For the Implementation of this study, windowless envelope consisted of a polymeric foam core laminated by exterior and interior composites layers. Exterior layer was composed of aluminum facing 3mm thick and reinforced by 2mm of fiber reinforced polymer and interior composite is a combination of 2mm of FRP and a finished layer of 12mm gypsum plaster. Commercially, available polyisocyanurate foam (PIR) and organic PCM-RT were chosen for the core (t_C= 40mm) and smart phase change material layer (t_PCM= 5, 10 and 20mm) respectively. The phase change material was separated from the exterior by relative thermal resistance R_rel and the relative thermal mass C_rel. Layer thickness (t), thermal conductivity k and specific heat capacity c was also measured.

Thermal simulation of building envelope was achieved by EnergyPlus (ver 7.2) software where a semi-implicit Crank-Nicolson scheme (2nd order) was chosen as the conductive finite difference scheme which is based on Adams-Moulton solution approach while test validation was achieved in variable conditions in month of July by temperature change comparison in different layers of a large scale building envelope prototype (0.9×0.9m², t_PCM=2.5mm).

Heat flux q in optimization of phase change material was studied by total energy transferred into a modeled office Q_on through the envelope which was numerically computed for hottest month in Hong Kong. Authentic building modeling was conducted by optimized phase change material placement of various thickness and EnergyPlus parameters for the thermal modelling was also implemented.

Results on optimization of phase change material in the building envelope showed maximum reduction in heat energy Q_on transferred into the modeled office by 7.3, 8.7, 15 and 14% for west, east, north and south oriented office respectively. It was also observed that phase change layer presence obviously modifies the hourly air temperature increases when it depends on orientation to sun. As thicker the phase change material layer was used, the faster and higher the temperature increases within the off-time period.

Results also showed that phase change material type as a layer in the envelope has to be less isolated from indoor air media. Phase change material was also seen to balance heat flux profile much better if envelopes are under moderate heat loads.

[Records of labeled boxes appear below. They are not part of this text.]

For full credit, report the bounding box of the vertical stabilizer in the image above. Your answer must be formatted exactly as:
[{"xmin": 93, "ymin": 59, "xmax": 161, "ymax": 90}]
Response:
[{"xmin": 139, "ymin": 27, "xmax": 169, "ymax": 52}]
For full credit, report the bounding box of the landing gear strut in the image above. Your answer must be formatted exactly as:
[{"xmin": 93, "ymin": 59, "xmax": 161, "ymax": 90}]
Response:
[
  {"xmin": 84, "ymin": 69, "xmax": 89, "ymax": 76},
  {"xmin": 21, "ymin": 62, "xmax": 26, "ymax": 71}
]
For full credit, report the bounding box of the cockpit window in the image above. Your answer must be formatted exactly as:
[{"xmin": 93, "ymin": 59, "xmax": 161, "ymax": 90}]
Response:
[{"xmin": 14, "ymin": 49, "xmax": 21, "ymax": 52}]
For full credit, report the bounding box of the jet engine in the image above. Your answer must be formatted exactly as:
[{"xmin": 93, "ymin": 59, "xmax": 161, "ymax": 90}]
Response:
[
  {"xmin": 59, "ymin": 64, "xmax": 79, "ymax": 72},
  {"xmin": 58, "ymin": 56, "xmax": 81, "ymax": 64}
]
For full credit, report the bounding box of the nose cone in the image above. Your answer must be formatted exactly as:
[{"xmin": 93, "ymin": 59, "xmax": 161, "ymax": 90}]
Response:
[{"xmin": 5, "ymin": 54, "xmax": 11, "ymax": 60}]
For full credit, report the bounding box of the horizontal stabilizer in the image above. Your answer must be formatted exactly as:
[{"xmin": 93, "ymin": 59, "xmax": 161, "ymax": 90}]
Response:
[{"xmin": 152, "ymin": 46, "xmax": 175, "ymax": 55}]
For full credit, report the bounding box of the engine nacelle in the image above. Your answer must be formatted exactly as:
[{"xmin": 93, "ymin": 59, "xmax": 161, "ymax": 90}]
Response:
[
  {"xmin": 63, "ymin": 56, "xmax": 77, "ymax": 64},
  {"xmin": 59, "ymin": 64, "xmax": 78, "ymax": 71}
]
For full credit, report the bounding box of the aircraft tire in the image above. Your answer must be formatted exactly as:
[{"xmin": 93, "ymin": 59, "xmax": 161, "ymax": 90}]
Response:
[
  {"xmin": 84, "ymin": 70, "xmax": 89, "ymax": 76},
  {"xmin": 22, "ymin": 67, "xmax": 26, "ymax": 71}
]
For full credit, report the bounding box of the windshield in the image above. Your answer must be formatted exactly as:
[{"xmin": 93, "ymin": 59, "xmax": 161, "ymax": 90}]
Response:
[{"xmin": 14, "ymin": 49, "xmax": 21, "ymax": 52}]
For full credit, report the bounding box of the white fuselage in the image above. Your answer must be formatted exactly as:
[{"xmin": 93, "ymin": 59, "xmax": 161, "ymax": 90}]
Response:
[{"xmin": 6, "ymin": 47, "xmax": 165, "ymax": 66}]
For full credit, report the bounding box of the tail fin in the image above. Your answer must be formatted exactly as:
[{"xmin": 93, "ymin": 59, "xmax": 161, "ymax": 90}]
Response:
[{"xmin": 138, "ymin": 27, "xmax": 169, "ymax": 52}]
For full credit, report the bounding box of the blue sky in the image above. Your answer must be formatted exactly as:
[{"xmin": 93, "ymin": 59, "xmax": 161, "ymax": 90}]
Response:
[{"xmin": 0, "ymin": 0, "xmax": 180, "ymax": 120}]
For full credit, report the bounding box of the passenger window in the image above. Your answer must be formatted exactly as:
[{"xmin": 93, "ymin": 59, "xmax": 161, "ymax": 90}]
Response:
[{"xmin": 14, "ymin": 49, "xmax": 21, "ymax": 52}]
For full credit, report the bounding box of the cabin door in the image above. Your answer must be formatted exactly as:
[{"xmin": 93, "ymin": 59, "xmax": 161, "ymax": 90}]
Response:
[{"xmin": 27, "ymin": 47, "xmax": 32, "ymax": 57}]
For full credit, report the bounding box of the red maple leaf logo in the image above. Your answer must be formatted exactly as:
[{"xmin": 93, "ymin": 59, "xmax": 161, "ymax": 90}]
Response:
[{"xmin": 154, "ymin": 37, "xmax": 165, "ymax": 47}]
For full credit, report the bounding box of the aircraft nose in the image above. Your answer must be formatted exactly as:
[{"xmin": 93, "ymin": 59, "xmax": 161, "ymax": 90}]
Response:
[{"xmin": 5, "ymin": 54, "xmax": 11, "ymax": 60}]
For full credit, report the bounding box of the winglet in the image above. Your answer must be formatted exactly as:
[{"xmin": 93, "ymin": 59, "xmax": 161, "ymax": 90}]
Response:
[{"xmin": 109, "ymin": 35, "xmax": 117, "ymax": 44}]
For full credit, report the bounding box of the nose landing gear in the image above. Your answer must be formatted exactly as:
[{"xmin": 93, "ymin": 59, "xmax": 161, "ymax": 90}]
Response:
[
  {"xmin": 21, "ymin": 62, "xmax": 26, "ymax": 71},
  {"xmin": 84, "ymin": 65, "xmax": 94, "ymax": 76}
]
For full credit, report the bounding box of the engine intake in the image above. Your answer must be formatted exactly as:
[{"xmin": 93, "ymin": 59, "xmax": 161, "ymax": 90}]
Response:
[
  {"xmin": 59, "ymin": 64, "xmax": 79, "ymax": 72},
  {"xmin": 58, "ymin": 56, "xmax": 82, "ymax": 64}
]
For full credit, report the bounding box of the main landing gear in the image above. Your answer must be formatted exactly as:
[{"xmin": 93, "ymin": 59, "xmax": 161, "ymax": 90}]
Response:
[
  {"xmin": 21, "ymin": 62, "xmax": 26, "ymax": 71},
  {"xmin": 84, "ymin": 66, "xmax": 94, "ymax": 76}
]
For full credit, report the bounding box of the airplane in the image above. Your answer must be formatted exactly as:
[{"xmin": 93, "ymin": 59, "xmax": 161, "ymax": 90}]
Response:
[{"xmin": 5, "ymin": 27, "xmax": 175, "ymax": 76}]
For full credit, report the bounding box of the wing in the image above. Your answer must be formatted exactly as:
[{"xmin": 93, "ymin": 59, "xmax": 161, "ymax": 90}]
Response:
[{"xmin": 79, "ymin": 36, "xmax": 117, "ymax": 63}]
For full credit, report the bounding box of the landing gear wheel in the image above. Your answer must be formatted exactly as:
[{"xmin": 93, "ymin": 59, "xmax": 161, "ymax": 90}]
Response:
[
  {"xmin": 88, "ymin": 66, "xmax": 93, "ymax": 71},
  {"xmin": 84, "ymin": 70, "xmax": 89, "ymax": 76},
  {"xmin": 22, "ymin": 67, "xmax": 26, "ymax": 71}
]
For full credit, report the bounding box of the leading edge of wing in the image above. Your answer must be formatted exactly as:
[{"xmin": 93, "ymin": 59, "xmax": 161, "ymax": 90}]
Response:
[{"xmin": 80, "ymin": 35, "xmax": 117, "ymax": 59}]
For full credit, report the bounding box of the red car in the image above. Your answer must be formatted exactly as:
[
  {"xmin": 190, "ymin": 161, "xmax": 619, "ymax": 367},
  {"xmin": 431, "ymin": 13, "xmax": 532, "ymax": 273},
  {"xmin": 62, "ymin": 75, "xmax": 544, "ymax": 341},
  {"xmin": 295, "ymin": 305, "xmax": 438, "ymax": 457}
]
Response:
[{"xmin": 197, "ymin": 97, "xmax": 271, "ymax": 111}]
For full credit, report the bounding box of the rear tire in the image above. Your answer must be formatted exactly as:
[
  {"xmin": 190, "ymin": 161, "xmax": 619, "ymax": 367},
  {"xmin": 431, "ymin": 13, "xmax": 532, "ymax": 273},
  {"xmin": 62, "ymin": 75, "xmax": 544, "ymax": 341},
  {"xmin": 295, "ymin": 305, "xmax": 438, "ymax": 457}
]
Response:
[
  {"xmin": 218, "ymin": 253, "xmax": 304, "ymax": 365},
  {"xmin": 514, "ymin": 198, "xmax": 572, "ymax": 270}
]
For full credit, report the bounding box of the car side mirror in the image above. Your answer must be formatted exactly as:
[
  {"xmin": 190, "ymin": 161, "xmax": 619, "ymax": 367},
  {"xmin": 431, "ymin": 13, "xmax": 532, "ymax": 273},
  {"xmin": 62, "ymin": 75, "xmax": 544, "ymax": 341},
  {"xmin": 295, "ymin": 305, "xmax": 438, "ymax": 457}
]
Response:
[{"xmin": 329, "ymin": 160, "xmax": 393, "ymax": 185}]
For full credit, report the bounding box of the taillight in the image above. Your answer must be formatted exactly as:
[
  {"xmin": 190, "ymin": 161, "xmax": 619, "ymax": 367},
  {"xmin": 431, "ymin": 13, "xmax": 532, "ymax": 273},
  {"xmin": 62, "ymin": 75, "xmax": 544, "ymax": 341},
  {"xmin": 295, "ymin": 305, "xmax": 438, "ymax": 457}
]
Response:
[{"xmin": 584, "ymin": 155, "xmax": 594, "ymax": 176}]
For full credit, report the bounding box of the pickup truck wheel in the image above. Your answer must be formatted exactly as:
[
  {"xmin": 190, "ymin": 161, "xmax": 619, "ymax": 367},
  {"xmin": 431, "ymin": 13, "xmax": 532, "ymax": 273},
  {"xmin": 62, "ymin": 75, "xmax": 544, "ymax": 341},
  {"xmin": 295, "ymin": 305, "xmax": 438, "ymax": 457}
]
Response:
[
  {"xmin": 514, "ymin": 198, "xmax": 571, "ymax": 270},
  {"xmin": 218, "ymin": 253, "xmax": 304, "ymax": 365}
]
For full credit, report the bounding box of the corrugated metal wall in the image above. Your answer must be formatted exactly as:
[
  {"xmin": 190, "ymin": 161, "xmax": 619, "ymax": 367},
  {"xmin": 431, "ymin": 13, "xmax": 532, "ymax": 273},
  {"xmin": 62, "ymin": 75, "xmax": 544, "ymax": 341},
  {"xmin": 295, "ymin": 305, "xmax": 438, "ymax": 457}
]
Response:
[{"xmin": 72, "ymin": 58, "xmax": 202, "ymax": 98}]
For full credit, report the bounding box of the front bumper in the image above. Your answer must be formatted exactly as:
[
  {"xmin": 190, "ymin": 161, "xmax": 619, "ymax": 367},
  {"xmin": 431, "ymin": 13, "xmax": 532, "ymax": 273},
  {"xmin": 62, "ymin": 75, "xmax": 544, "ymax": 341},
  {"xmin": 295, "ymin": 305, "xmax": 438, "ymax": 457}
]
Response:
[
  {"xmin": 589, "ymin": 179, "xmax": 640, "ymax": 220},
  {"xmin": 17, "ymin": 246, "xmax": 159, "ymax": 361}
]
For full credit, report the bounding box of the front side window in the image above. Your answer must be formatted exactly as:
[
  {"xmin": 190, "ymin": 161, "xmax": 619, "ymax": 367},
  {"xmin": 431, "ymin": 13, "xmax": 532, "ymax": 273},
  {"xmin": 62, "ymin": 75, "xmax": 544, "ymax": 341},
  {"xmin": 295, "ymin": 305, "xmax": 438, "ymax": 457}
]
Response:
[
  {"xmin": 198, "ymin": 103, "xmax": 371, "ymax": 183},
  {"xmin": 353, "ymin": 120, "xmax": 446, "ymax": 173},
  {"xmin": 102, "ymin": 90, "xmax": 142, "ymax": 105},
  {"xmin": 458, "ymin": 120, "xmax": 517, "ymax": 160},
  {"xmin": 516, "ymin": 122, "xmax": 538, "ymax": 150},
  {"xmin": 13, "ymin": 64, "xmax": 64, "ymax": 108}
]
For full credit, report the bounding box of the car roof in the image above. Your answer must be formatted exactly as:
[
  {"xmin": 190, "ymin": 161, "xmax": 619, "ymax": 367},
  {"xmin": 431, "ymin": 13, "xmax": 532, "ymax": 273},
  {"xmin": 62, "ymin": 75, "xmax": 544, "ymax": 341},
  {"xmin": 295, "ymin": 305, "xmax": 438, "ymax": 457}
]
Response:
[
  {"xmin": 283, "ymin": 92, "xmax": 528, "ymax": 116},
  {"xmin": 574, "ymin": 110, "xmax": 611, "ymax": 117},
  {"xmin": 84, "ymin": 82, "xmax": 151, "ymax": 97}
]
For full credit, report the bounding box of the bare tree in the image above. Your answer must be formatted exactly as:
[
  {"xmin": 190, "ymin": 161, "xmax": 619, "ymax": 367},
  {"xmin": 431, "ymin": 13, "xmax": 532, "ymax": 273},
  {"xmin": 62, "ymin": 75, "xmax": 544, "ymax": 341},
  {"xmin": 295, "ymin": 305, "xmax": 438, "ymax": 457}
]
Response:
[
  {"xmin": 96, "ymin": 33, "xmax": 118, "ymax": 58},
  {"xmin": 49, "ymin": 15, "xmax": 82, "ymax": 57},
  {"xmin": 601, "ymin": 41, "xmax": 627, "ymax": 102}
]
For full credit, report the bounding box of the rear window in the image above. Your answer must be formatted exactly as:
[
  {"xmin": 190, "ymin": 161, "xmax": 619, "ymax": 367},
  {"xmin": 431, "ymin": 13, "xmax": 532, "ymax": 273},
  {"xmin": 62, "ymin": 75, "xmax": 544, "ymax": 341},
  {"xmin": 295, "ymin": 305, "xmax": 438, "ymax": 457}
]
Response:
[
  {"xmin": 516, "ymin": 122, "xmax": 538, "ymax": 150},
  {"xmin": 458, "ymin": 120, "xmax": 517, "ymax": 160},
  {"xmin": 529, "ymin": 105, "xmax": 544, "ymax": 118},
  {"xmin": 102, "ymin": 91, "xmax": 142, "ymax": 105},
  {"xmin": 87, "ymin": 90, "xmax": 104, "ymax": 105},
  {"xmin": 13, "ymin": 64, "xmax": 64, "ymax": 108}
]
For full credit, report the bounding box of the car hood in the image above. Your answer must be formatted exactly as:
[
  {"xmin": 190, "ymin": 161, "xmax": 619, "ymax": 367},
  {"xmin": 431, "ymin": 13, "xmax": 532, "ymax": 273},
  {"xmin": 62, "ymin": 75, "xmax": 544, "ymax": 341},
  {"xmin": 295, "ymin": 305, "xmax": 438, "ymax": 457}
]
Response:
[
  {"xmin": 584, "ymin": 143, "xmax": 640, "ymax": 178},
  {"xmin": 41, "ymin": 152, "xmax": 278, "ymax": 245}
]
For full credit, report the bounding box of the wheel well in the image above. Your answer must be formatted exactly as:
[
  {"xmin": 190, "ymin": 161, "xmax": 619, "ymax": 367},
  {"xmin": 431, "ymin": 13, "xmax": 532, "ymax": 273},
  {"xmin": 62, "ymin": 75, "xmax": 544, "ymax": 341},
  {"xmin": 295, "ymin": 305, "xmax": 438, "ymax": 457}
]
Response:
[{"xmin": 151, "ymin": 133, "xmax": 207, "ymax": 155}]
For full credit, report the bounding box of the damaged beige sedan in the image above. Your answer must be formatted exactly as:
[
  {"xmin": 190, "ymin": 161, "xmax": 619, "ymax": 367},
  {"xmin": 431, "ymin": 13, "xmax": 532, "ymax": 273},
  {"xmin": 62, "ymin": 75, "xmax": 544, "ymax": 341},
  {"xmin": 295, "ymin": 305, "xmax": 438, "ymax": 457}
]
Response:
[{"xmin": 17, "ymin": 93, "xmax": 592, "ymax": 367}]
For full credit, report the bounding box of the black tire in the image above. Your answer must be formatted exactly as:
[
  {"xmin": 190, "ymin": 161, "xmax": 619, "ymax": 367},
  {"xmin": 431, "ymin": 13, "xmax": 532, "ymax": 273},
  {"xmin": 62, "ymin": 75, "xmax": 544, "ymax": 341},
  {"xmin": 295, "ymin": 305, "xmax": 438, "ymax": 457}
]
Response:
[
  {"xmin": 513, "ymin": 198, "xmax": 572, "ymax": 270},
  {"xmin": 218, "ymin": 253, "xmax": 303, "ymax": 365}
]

Integrated parameter of the liquid phase fraction when oriented to west and south showed that phase change material provides minor charging or discharging only in the envelope although efficient phase change material work stimulates a higher alteration of V_liq as thicker phase change material better resists to the night ventilation conditions and holds more discharged phase change material makes the indoor temperature worse.

Customary office aeration at night and on Sundays without air conditioning was found to have negative consequences such as overheating which was attributed to the day by day heat energy accumulation during hot periods in summer and insufficient cooling to discharge the relatively thick phase change material layers through envelope interior (fiber reinforced polymer and gypsum plate).

Overheating effect was minimized in realistic office building model containing the envelope window assembly while phase change material layers effectively balances the diurnal cooling power. Additional thermal mass does not provide further improvement even though it embodies the envelope with a slightly higher thermal resistance.

This study highlighted that phase change material layer has to be less isolated on the interior to provide rapid thermal exchange and control of the office temperature.

Acknowledgement: This research is supported by UCRUSAL as part of the funded research on the development  of large-scale pre-insulated fiber reinforced aluminum envelopes and cantilevered roof systems.